Install *nix agents with your own package management

You can use your own package management tools, instead of Puppet Enterprise (PE) package management, to install agents. You can use this method with or without internet access.

Before you begin

Download the appropriate agent tarball.

  1. Add the agent package to your own package management and distribution system.
  2. Configure the package manager on your agent node (such as YUM or APT) to point to that repo.
  3. Install the agent using the command appropriate to your environment:
    • YUM:
      sudo yum install puppet-agent
    • APT:
      sudo apt-get install puppet-agent
    In offline environments, you might need to disable the PE-hosted package management repo if the installer gets stuck trying to connect to the primary server. To do this, in the PE console, go to Node groups > PE Infrastructure > PE Master. On the Classes tab, find the pe_repo::platform class corresponding with your node's platform, click Remove this class, and commit changes.
  4. Run puppet agent -t to add the node to the node inventory and generate the CSR.
  5. Accept the CSR as explained in Managing certificate signing requests.

Install *nix agents using a manually-transferred certificate

If you can't, or don't, use -k or --insecure to trust the primary server during agent installation, you can manually copy the primary server CA certificate to any *nix machines you want to install agents on, and then run a variation of the agent install script against that cert.

For general information about forming curl commands and authentication in commands, go to Using example commands.
  1. On the machine where you want to install the agent, create this directory: /etc/puppetlabs/puppet/ssl/certs
  2. On the primary server, navigate to /etc/puppetlabs/puppet/ssl/certs/ and copy ca.pem to the certs directory you created on the agent node.
  3. On the agent node, verify file permissions by running:
    chmod 444 /etc/puppetlabs/puppet/ssl/certs/ca.pem
  4. Run the agent install script command, using the --cacert flag to point to the cert, such as:
    cacert='/etc/puppetlabs/puppet/ssl/certs/ca.pem'
    uri='https://<PRIMARY_HOSTNAME>:8140/packages/current/install.bash'
    
    curl --cacert "$cacert" "$uri" | sudo bash
    For more information about the agent install script, go to Install agents with the install script.
  5. Run puppet agent -t to add the node to the node inventory and generate the CSR.
  6. Accept the CSR as explained in Managing certificate signing requests.

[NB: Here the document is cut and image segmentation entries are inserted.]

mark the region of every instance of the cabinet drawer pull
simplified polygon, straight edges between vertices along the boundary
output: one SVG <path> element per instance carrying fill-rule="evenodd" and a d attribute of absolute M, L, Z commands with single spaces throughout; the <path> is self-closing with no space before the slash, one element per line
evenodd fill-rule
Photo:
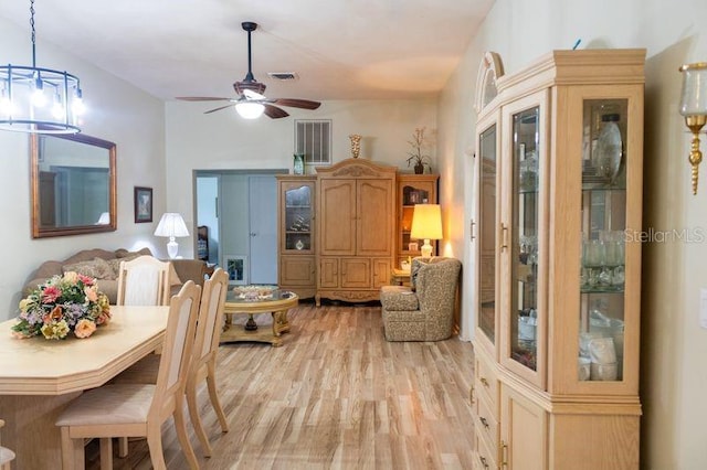
<path fill-rule="evenodd" d="M 486 457 L 478 456 L 478 459 L 482 461 L 482 464 L 485 469 L 488 468 L 488 463 L 486 462 Z"/>

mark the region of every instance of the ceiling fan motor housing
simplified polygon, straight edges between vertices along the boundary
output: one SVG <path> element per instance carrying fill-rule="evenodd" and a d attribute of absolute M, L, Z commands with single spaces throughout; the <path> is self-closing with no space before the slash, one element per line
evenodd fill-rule
<path fill-rule="evenodd" d="M 263 95 L 265 93 L 265 84 L 260 82 L 235 82 L 233 84 L 233 89 L 238 93 L 239 96 L 243 95 L 244 89 L 250 89 L 251 92 L 258 93 Z"/>

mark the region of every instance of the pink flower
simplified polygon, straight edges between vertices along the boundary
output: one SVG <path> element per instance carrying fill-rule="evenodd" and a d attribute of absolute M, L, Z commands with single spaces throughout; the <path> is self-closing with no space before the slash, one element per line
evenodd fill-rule
<path fill-rule="evenodd" d="M 84 293 L 86 295 L 86 299 L 91 302 L 98 300 L 98 292 L 96 292 L 95 286 L 84 287 Z"/>
<path fill-rule="evenodd" d="M 84 284 L 84 286 L 93 286 L 94 282 L 96 281 L 96 279 L 88 276 L 84 276 L 82 274 L 78 275 L 78 280 L 81 280 Z"/>
<path fill-rule="evenodd" d="M 21 331 L 12 331 L 12 338 L 18 339 L 18 340 L 27 340 L 29 338 L 32 338 L 31 335 L 24 334 Z"/>
<path fill-rule="evenodd" d="M 76 284 L 77 280 L 78 280 L 78 274 L 74 271 L 64 273 L 64 282 Z"/>
<path fill-rule="evenodd" d="M 56 306 L 52 309 L 51 312 L 46 313 L 42 318 L 42 320 L 44 321 L 44 324 L 49 324 L 55 321 L 60 321 L 63 317 L 64 317 L 64 310 L 61 308 L 61 306 Z"/>
<path fill-rule="evenodd" d="M 46 286 L 42 291 L 42 303 L 52 303 L 56 301 L 62 295 L 62 291 L 56 286 Z"/>
<path fill-rule="evenodd" d="M 74 334 L 76 338 L 88 338 L 96 331 L 96 323 L 87 319 L 81 319 L 74 327 Z"/>
<path fill-rule="evenodd" d="M 110 312 L 104 311 L 96 319 L 96 324 L 108 324 L 110 321 Z"/>

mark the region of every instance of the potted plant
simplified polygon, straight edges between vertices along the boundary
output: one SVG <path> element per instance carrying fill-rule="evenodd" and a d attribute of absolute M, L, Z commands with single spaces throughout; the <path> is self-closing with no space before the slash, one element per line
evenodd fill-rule
<path fill-rule="evenodd" d="M 424 127 L 415 128 L 412 135 L 412 140 L 408 140 L 411 150 L 408 152 L 408 167 L 412 164 L 415 174 L 424 173 L 424 168 L 428 167 L 432 171 L 432 160 L 429 154 L 423 153 L 423 149 L 428 147 L 426 138 L 424 137 Z"/>

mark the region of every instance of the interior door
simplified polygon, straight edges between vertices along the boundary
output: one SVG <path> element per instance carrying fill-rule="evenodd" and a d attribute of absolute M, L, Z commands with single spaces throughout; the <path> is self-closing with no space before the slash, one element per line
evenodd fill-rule
<path fill-rule="evenodd" d="M 249 178 L 250 282 L 277 284 L 277 181 Z"/>

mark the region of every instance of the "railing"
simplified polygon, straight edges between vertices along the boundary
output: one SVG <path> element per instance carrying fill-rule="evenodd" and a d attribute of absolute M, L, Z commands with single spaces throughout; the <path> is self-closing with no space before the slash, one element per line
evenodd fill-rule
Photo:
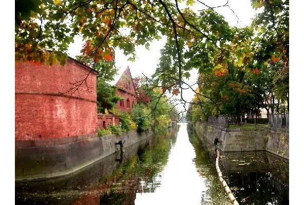
<path fill-rule="evenodd" d="M 289 128 L 289 114 L 274 114 L 268 116 L 272 128 Z"/>

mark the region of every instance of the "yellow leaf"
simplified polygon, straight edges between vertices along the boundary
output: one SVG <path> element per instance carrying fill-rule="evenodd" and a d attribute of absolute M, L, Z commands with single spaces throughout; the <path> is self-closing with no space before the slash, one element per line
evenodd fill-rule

Install *nix agents from compilers using your own package management

If your infrastructure relies on compilers to install agents, you don’t have to copy the agent package to each compiler. Instead, you can use the console to specify a path to the agent package on your package management server.

Before you begin

Download the appropriate agent tarball.

  1. Add the agent package to your own package management and distribution system.
  2. Set the base_path parameter of the pe_repo class to point to your package management server.
    1. In the console, click Node groups, and in the PE Infrastructure group, select the PE Master group.
    2. On the Classes tab, find the pe_repo class, and set the base_path parameter to your package management server's FQDN.
    3. Click Add parameter and commit changes.
  3. Follow the steps to Install *nix agents with your own package management.